El sistema que mejor resultado da en este tipo de vivienda suele ser el aislamiento térmico por el exterior. Se instala sobre la fachada existente y corta los puentes térmicos de forjados y pilares, que son por donde se escapa buena parte del calor. Además, no se pierde superficie habitable y renueva por completo el aspecto exterior.
Si la comunidad o la normativa impiden intervenir en fachada, el insuflado en cámara es una alternativa muy razonable: se perfora, se rellena la cámara de aire y se sella sin obra ni molestias importantes.
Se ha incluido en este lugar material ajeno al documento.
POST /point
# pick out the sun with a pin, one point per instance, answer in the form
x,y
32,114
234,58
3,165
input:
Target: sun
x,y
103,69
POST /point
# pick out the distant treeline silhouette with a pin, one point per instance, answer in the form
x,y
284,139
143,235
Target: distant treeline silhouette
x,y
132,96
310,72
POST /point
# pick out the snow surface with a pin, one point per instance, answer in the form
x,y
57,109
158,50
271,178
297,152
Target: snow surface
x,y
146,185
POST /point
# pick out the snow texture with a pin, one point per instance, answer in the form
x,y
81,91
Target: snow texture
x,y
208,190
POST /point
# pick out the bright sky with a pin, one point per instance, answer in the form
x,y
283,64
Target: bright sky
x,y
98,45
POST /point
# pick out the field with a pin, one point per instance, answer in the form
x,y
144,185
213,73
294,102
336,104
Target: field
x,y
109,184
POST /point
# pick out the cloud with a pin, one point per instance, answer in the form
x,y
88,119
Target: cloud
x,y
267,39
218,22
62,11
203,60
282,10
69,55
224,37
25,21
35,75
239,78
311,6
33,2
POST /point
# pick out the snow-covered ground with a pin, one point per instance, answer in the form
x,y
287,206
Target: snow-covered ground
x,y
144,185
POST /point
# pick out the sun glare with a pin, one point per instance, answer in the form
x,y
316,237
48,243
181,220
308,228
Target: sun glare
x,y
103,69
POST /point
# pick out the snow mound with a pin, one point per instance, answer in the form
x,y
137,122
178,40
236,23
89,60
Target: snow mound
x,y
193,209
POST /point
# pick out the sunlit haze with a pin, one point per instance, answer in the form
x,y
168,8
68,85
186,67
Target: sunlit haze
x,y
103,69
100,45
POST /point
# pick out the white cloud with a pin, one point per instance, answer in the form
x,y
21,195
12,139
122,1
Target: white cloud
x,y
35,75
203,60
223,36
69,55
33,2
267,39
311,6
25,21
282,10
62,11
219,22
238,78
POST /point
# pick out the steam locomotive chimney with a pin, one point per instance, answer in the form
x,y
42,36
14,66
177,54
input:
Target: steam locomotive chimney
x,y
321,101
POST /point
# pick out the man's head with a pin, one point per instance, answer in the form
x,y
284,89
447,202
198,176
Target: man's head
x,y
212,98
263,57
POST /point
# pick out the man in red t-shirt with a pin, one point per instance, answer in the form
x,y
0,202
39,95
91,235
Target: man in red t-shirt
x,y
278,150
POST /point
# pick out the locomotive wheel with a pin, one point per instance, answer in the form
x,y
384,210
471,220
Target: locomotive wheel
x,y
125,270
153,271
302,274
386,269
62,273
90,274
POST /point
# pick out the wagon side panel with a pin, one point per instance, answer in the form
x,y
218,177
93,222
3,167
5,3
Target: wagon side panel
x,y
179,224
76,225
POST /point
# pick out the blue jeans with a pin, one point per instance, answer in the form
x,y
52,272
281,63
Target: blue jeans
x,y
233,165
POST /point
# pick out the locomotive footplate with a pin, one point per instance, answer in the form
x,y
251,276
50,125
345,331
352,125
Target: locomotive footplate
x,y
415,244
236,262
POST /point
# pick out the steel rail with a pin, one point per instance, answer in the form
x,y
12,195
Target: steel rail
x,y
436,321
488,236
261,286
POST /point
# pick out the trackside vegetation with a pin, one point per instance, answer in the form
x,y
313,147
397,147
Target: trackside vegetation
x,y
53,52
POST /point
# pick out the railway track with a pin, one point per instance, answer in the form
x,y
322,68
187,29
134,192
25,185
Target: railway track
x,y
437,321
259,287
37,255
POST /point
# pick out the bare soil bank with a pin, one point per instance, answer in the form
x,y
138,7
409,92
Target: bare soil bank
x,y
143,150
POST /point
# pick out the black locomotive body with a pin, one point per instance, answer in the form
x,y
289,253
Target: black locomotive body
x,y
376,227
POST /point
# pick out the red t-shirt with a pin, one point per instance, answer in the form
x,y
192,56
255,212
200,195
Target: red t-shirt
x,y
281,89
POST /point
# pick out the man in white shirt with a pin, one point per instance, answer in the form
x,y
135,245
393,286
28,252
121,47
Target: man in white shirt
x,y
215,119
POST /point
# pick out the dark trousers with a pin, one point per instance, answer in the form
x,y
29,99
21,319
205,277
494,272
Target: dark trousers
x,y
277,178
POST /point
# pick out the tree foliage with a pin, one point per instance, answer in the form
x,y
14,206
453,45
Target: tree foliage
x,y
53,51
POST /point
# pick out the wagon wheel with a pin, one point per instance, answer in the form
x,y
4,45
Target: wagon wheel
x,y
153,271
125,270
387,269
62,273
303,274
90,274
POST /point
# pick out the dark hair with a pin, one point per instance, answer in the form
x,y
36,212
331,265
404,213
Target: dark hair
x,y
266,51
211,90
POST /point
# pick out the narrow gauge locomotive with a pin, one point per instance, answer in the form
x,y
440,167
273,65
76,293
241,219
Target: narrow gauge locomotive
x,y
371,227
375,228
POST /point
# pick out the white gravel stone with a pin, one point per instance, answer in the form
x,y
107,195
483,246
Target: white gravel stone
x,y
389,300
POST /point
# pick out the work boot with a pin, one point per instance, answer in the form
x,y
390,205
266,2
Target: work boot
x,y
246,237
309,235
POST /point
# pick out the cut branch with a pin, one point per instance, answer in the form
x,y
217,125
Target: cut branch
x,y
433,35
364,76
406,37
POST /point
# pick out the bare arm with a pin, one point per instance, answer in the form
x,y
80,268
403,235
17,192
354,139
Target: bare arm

En tejados y buhardillas, la espuma de poliuretano proyectada ofrece el mejor rendimiento por espesor.
Antes de decidir conviene tener claro cómo está construida la fachada: si el muro es de doble hoja, la orientación, cómo están las ventanas y si hay humedades previas. Un aislamiento mal planteado puede agravar el problema.
En Boadilla del Monte y municipios cercanos como Pozuelo o Majadahonda la intervención tipo aislar una vivienda en Boadilla se resuelve en pocas semanas dependiendo de los metros y del andamiaje, y el retorno vía ahorro energético suele situarse entre los cinco y los diez años.